Since the quoted price was superhigh (Nissan alternator + dealership labor) I decided to do the job myself. I got a rebuilt alternator from Pepboys (I know I could have, should have done better) and put it in.

Unfortunately, after I put everything back together (new alternator and new battery) and started the car, immediately the battery warning light came on (which it didn't do before the repair). I again measured the voltage across the battery terminals. Again, 15.3 or .4V :-(

The "obvious" answer is, I got what I deserve and got a poorly rebuilt alternator. However, what's the chance of having two alternators with broken voltage regulators? Therefore my question is, is there anything else that could cause the alternator to overcharge the battery? Poor connections? Other failed electronic/electrical components?

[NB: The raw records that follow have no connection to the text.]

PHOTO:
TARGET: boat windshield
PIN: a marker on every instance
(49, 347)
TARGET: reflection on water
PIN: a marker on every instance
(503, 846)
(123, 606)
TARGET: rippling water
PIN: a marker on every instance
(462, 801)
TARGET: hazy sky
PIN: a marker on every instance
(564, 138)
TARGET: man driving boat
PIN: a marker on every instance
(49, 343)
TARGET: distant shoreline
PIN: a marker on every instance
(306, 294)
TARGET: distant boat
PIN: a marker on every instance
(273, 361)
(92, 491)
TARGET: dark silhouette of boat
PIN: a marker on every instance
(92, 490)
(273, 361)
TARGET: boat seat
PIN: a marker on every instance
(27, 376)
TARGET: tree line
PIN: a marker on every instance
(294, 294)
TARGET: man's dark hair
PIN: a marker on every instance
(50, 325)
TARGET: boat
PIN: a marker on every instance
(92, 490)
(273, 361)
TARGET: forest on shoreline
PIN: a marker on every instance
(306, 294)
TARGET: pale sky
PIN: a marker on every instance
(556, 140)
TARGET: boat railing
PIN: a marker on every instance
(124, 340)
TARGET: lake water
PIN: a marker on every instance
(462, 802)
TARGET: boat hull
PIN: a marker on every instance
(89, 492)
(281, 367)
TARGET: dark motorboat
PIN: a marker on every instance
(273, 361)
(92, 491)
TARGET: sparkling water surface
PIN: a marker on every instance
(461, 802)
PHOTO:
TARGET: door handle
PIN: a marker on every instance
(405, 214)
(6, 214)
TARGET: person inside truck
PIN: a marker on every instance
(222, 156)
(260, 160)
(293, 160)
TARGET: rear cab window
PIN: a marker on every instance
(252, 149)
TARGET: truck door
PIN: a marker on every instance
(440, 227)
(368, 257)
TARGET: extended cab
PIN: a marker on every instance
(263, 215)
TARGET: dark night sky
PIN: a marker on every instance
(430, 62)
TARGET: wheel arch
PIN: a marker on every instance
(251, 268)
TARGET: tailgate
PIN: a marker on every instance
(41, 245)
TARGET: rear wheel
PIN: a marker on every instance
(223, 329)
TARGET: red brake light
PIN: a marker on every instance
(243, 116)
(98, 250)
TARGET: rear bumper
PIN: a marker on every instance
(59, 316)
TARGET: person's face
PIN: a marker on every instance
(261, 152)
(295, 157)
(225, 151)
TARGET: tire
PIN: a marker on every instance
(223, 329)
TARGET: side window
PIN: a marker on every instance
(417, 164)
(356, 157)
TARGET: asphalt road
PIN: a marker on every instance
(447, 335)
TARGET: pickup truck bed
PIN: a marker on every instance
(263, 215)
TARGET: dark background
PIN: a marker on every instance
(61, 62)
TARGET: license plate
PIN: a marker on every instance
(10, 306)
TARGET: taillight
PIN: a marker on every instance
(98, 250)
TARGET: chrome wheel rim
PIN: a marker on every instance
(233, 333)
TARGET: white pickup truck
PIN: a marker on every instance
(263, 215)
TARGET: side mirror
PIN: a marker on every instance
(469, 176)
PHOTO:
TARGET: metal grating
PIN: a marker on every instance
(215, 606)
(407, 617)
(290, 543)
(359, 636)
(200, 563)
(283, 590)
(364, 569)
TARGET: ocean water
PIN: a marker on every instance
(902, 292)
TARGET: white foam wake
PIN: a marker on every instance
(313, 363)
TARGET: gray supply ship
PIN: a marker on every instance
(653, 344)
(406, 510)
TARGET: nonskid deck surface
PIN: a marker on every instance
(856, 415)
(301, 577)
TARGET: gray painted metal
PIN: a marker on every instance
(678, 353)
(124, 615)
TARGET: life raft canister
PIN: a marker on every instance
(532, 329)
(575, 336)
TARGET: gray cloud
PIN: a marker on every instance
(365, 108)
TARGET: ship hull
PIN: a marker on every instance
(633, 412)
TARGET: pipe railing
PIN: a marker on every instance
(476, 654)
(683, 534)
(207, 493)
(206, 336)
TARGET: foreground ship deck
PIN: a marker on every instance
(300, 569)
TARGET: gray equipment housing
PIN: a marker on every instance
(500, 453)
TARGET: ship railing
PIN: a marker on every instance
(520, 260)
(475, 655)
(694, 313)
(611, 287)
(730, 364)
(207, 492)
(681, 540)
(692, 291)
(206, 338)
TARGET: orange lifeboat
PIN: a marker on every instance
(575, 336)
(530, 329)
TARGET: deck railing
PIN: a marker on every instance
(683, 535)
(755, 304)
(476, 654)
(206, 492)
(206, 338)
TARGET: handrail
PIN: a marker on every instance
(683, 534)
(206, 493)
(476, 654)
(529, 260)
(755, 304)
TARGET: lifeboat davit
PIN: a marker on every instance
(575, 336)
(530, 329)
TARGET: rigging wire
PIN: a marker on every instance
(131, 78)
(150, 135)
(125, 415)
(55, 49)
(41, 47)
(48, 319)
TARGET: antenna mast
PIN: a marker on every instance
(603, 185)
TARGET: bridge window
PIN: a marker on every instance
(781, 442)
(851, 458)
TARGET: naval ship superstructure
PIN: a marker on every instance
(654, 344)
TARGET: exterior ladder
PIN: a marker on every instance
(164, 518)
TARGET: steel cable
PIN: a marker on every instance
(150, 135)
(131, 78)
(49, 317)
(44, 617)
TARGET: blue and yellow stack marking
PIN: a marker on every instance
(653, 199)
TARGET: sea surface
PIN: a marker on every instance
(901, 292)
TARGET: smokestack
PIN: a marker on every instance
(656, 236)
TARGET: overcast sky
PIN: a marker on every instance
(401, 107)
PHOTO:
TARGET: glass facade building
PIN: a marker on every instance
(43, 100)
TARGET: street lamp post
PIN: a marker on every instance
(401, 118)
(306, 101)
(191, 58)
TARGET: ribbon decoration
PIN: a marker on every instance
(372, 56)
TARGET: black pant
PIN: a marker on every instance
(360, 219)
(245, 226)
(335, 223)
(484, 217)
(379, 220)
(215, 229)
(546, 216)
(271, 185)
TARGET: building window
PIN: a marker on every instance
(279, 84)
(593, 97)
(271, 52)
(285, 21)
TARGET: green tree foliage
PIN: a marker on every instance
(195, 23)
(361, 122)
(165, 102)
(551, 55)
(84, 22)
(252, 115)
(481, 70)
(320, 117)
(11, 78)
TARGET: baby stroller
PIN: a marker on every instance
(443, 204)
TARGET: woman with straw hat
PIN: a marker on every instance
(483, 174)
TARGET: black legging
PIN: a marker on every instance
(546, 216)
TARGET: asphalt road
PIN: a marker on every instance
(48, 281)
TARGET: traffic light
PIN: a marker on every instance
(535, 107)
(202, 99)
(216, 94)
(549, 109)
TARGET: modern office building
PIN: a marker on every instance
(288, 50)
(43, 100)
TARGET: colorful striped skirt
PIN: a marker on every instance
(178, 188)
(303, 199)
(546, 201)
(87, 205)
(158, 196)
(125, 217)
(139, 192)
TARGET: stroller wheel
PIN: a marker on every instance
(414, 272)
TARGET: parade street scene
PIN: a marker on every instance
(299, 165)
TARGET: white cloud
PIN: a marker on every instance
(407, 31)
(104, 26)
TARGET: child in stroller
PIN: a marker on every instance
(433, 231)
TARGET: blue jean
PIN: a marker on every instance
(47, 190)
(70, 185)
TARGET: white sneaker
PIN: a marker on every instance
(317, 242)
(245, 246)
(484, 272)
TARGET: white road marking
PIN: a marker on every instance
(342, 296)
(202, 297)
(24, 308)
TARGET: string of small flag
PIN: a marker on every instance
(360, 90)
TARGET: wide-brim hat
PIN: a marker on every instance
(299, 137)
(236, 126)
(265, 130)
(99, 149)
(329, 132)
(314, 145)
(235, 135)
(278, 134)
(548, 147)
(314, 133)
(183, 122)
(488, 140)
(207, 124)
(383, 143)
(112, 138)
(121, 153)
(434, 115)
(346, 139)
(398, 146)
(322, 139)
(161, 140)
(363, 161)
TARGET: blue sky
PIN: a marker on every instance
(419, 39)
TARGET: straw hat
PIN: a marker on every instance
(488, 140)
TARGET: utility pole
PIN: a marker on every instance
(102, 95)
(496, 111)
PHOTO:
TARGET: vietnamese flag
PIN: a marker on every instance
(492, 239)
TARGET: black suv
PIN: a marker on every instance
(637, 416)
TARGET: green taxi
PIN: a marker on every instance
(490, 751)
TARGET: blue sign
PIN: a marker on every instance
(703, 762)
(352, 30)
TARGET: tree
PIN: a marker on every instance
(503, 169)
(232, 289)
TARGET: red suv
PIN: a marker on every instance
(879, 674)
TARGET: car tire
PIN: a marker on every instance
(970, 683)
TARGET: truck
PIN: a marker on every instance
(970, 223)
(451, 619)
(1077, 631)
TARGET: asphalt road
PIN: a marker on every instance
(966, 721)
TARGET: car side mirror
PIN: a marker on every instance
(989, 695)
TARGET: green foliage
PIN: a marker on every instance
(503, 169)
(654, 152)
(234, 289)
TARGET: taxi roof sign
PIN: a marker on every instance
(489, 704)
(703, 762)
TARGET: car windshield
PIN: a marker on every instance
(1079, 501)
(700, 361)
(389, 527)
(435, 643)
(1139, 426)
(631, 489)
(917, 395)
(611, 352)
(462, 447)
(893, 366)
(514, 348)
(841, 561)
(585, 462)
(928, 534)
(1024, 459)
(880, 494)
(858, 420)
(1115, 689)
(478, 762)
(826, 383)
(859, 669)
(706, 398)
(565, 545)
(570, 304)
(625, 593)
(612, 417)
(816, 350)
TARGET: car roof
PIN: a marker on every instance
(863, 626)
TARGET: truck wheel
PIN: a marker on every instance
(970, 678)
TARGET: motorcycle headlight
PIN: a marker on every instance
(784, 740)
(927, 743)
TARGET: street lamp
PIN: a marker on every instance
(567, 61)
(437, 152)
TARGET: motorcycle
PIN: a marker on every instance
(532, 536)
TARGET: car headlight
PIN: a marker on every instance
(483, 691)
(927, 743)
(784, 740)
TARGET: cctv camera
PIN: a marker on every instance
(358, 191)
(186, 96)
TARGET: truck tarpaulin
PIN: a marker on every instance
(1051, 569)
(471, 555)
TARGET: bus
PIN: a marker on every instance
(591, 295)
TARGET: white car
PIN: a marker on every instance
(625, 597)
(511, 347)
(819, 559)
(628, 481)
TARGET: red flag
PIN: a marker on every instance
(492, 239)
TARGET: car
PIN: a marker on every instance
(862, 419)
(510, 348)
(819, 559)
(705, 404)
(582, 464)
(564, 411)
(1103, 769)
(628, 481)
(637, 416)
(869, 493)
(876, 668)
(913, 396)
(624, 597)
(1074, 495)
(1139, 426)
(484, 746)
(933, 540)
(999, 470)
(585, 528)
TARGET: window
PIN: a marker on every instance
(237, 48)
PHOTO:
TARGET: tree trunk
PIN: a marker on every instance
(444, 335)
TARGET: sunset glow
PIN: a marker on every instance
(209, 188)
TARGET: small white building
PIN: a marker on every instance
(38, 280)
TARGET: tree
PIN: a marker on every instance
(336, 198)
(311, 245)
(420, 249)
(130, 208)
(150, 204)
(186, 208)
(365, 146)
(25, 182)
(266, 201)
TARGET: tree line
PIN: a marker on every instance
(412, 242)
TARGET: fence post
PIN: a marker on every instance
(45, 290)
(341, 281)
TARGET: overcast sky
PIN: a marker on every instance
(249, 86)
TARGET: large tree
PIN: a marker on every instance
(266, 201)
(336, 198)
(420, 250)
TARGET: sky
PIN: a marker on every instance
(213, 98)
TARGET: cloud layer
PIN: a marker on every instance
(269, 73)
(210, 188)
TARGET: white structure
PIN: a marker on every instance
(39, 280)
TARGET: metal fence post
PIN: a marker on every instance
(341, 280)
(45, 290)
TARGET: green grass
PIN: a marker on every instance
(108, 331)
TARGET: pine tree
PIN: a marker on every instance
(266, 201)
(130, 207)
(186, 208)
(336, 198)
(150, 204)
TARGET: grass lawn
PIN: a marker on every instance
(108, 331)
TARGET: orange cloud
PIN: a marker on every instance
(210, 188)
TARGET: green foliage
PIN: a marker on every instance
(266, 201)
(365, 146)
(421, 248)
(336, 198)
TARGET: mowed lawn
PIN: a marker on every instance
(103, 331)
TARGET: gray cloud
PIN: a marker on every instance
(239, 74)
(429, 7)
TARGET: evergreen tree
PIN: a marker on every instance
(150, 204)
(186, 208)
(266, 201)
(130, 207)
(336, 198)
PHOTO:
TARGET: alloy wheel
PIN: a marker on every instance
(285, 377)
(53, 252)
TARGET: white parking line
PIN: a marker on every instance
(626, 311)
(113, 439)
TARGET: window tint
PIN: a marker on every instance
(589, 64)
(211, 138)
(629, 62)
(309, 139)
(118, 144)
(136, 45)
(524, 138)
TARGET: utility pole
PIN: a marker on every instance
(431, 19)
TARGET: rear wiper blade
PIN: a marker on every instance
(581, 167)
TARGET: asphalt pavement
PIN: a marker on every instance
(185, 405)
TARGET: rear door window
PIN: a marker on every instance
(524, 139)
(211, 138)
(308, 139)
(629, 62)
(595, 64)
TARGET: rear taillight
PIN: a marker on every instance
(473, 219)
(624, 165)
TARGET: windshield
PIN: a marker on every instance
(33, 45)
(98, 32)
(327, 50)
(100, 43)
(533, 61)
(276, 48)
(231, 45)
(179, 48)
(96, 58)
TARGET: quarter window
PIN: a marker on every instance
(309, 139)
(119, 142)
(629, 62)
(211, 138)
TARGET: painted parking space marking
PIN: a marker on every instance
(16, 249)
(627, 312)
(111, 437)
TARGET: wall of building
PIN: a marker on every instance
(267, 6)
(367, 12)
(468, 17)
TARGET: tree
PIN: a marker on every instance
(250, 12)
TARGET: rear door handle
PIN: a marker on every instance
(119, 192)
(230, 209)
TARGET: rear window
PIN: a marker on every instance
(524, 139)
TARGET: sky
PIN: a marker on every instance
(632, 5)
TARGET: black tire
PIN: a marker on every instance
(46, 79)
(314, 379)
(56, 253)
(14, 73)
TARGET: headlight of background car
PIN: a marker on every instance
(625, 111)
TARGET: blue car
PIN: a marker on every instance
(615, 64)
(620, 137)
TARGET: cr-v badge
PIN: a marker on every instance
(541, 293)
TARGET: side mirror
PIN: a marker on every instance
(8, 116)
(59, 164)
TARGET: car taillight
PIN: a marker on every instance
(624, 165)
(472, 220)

Anybody any idea? I really don't want to pull the alternator out again!

Thanks, Christoph


----------



## IanH (Feb 11, 2003)

Battery warning light means something is not right in the rebuilt alternator. Replace it.
The warning light system monitors the output from the power diodes and compares to a diode trio. So if the ability to produce current is impaired the light come on before complete failure. ( ie you can have 2/3 current or 1/3 current and car run normally till you load the battery then it will go flat while driving)
So imbalance will cause light to come on.
Re: hi voltage, turn on the headlight and let car idle and measure the voltage.
What does the battery measure with the car off?
Check your meter against someone else's....


----------